From the start, stories of Mahatma Gandhi's salt satyagraha inspired an impressionable Usha to follow suit, much to the displeasure of her lawyer father (Sachin Khedekar). Despite his objections, he is the one to introduce Usha to the world of radio.

Comfortable in the cushy lifestyle that comes from adhering to his British bosses or chanting 'Churchill Chalisa' over Winston's famous 'Fight them on the beaches' speech, Usha's father isn't as obsequious as he is pragmatic. Sachin Khedekar seamlessly encapsulates his character's stubborn pattern and self-satisfaction in picking convenience over principles.

Conflict arises when his college-going daughter wants to exercise her privileges by joining India's final fight for independence, which kickstarts in Bombay after Gandhi's call for 'Do or Die' in 1942 led the way for the Quit India Movement.

Often, Bombay's money and movies image overshadows its place in history. Ae Watan Mere Watan quietly acknowledges this (um, except Kamala Nehru Park wasn't built until 1952) while noting how the city has always given wings to independent young women in pursuit of their dreams.

Modern-day resonance aside, the khaki-toned period drama plays out like a product of its time, unsuspecting of the magnitude and momentum the rebellion will take or the value of Usha's own participation.

Experiencing the dilemmas of a girl at odds with her father's sell-out ideology when forced to choose between parent and patriotism or her disappointment when her companion doesn't share her promise of celibacy, Usha's concerns are there and then.

Her unwavering idealism and intrinsic feminism may make Usha difficult in the eyes of the men in her life but azadi ki ladai precedes everything else.

Against the backdrop of World War II, gagged media and foremost freedom fighters thrown in prison, Congress Radio is born.

Communicating over a covert radio operation from top-secret hideouts of South Bombay, Usha and company relay emotionally-charged speeches by Gandhi (a lacklustre Uday Chandra) to Ram Manohar Lohia (Emraan Hashmi) calling for nationwide dissent.

It's not a big part, but the virtually unrecognisable Hashmi's charisma provides believable comfort to his 20-something followers in the movie.

Untouched by the conceit of facing the camera too many times, the boys fawning at him and flanking Sara are heartfelt in their predicament.
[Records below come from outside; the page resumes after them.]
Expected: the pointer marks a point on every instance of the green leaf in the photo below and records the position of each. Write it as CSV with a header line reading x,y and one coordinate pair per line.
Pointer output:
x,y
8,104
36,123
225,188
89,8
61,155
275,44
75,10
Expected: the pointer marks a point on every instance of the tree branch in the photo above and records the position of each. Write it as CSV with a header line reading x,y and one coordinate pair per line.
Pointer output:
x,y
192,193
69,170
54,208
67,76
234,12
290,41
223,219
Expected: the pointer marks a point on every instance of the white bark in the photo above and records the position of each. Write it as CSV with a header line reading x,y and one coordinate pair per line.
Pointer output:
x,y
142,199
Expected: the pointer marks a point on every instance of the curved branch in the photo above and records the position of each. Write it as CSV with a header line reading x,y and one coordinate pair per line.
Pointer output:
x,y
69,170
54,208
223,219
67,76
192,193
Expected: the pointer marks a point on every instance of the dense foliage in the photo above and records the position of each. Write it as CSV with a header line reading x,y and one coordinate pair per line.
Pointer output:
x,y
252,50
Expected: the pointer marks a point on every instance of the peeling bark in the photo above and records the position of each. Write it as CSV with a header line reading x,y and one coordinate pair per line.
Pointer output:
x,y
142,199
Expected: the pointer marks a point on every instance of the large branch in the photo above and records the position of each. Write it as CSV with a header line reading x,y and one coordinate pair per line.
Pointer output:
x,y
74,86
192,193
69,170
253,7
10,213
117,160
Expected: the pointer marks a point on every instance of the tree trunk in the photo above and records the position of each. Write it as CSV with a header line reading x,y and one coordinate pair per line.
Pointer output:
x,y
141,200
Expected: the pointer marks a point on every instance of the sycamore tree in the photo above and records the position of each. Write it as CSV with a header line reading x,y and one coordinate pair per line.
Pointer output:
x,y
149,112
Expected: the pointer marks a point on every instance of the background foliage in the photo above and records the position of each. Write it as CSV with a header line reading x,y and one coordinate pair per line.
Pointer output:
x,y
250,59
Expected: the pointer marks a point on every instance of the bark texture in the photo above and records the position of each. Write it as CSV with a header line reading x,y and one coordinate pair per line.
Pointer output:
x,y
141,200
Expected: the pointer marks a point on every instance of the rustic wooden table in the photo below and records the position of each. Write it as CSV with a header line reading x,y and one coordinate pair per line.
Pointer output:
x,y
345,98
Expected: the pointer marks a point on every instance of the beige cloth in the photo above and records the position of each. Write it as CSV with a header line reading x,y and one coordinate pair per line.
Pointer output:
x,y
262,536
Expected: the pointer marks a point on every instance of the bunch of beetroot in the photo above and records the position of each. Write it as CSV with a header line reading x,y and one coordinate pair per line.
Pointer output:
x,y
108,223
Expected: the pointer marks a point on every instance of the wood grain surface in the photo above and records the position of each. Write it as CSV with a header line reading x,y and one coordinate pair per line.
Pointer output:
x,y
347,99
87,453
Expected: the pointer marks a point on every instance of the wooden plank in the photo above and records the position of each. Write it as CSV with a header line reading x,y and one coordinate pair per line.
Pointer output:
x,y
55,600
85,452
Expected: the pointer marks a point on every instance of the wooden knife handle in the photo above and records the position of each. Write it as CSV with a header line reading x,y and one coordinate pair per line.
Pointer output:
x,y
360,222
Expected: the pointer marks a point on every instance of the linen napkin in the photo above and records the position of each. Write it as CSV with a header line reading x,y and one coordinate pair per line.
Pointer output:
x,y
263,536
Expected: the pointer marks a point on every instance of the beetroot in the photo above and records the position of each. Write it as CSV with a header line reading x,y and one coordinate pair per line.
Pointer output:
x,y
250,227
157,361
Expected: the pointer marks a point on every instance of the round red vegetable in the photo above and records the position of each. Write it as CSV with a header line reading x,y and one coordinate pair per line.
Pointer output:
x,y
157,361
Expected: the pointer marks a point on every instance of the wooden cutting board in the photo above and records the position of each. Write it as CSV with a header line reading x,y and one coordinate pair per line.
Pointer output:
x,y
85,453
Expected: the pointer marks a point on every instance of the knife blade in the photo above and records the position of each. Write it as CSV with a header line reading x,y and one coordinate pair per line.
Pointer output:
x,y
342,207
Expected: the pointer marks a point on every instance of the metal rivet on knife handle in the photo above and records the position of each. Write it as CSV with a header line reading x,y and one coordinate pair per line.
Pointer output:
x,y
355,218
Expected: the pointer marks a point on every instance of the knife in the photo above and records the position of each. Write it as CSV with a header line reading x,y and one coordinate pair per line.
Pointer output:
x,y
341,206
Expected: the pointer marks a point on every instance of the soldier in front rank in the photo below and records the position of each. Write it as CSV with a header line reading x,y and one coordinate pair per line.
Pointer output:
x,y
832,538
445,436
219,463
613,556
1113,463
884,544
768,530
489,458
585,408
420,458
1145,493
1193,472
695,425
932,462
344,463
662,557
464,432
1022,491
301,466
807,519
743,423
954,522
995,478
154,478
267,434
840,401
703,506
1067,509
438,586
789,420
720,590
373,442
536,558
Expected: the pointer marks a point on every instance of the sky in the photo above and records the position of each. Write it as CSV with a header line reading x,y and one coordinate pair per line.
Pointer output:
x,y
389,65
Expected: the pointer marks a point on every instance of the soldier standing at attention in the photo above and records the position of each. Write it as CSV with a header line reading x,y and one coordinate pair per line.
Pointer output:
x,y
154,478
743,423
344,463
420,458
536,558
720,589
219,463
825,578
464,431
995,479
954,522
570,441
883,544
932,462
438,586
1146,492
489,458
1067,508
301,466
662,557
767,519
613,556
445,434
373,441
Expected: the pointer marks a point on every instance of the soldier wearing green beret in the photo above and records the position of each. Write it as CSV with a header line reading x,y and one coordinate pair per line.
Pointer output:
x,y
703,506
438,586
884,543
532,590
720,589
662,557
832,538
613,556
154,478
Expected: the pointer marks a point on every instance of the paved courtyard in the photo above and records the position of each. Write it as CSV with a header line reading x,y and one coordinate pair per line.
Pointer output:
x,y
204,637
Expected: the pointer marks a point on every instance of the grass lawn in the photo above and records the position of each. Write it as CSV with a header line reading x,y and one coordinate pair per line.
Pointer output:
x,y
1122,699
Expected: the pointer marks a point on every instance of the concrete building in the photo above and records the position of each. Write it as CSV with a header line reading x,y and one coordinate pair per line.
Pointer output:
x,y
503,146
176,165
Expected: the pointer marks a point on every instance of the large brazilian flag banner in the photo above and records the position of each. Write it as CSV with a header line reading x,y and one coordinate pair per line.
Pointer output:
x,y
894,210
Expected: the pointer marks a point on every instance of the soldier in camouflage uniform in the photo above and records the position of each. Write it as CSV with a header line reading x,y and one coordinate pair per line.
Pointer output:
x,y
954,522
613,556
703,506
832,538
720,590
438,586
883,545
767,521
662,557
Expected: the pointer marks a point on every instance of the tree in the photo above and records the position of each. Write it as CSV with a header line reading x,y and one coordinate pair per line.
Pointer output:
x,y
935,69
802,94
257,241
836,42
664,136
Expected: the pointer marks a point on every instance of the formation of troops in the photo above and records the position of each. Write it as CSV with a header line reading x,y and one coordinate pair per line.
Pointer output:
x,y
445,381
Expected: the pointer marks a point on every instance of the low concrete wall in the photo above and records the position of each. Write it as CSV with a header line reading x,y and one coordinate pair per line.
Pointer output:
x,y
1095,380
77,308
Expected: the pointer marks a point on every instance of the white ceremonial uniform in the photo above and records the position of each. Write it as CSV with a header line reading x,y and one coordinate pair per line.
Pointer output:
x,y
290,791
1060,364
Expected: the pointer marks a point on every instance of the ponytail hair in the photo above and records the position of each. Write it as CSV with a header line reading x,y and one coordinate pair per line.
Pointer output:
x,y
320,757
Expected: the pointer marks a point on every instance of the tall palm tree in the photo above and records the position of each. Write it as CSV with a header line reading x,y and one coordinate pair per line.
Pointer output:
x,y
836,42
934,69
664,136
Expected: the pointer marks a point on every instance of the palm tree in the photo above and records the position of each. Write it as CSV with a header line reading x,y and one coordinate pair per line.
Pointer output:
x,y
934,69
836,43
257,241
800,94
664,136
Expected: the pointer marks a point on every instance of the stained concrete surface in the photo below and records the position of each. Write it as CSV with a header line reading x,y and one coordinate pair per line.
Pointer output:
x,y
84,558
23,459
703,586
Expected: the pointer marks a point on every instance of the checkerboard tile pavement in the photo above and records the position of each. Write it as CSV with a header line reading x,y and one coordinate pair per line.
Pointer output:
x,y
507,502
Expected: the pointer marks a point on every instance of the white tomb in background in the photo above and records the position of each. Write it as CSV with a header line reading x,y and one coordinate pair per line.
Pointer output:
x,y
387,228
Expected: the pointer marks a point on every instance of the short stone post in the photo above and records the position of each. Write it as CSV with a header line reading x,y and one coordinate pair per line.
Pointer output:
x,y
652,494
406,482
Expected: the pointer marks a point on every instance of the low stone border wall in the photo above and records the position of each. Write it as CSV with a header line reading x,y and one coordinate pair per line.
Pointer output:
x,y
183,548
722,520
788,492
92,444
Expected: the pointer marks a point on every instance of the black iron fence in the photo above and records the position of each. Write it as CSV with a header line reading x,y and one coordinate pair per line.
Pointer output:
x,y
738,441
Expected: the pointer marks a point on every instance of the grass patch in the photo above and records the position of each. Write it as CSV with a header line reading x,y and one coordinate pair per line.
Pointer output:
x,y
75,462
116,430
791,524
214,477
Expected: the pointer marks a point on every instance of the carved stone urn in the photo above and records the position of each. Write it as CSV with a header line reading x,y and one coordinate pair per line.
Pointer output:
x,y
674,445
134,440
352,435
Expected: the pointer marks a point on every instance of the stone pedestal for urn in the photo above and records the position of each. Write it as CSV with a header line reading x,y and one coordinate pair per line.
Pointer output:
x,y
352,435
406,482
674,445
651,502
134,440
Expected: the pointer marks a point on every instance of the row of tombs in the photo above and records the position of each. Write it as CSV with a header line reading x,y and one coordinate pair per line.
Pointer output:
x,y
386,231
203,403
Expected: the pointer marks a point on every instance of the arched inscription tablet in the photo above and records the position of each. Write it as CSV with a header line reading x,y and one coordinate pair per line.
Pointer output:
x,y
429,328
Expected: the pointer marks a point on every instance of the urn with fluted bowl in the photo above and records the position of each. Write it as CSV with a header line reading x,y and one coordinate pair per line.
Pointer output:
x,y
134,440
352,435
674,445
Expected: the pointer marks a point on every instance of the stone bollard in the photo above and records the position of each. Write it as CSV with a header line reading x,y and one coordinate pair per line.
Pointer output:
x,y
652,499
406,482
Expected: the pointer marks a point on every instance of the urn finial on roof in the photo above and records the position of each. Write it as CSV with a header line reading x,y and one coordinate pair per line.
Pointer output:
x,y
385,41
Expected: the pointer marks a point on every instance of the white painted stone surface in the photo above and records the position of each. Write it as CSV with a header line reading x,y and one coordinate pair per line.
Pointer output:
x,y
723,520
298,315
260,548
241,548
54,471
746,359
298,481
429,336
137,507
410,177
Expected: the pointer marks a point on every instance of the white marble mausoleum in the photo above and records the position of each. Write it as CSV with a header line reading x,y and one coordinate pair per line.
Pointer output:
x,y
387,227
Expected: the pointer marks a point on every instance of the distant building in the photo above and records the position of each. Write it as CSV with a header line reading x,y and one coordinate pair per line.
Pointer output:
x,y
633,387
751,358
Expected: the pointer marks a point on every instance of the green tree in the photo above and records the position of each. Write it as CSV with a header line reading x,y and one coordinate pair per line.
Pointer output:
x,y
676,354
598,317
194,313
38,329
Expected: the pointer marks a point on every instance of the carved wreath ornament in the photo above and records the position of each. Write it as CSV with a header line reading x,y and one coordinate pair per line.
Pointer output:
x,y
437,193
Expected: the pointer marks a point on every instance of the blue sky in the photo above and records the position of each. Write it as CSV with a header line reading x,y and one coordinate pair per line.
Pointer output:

Abhay Verma's (of The Family Man Season 2 fame) lovelorn condition and the fire in spunky Sparsh Shrivastav's (of Laapataa Ladies fame) belly often outshine Sara's earnest demeanour.

Evoking mom Amrita Singh's bindi and braids look in Sunny, the articulate actor is disposed to old school theatrics. Reining in her melodramatic impulses for most part, she cannot resist the opportunity to go extra every single time she cries 'Karo Ya Maro'.

Given this revolt's mostly passive nature, tension arises in lugging cumbersome technology from place to place when chased by an equally cumbersome technology employed by the Britishers to trace the rebels.

Ae Watan Mere Watan's retro imagery isn't limited to antiquated machinery, erstwhile trams and vintage cars; it also falls back on old fashioned plot tropes like the classic burkha disguise to escape the cops.

Bollywood biopics have a tendency to shuffle chronologies, romanticise or overstate the truth.

Ae Watan Mere Watan isn't above fictionalising Usha Mehta's story or depicting the Brits like one-note grimacing geezers (Alexx O'Nell). Yet, before it slumps into a needless overdrive of dramatic excesses and stagy hysterics, there's a sincere desire to capture the early 1940s.

For a movie where radio acts as a powerful tool, Ae Watan Mere Watan exemplifies the importance of having a voice in Darab Farooqui's eloquent expressions.

Director Kannan Iyer's world building relies on the everyday challenges faced by its young protestors upholding Gandhian values and rejecting capitalism yet bending over backwards to raise funds for their mission -- 'Bina paison ke inquilab tak laana namumkin hai batao', one of them shakes his head in amusement.

Mostly though, it's Usha's defiant 'ukhaad phenkenge un sabko jinko lagta hai ke woh Bharat chala rahe hain' sentiment fuelling the resistance.

In 1942, it amounted to a radio revolution. In 2024, it's radio silence.

Ae Watan Mere Watan streams on Amazon Prime Video.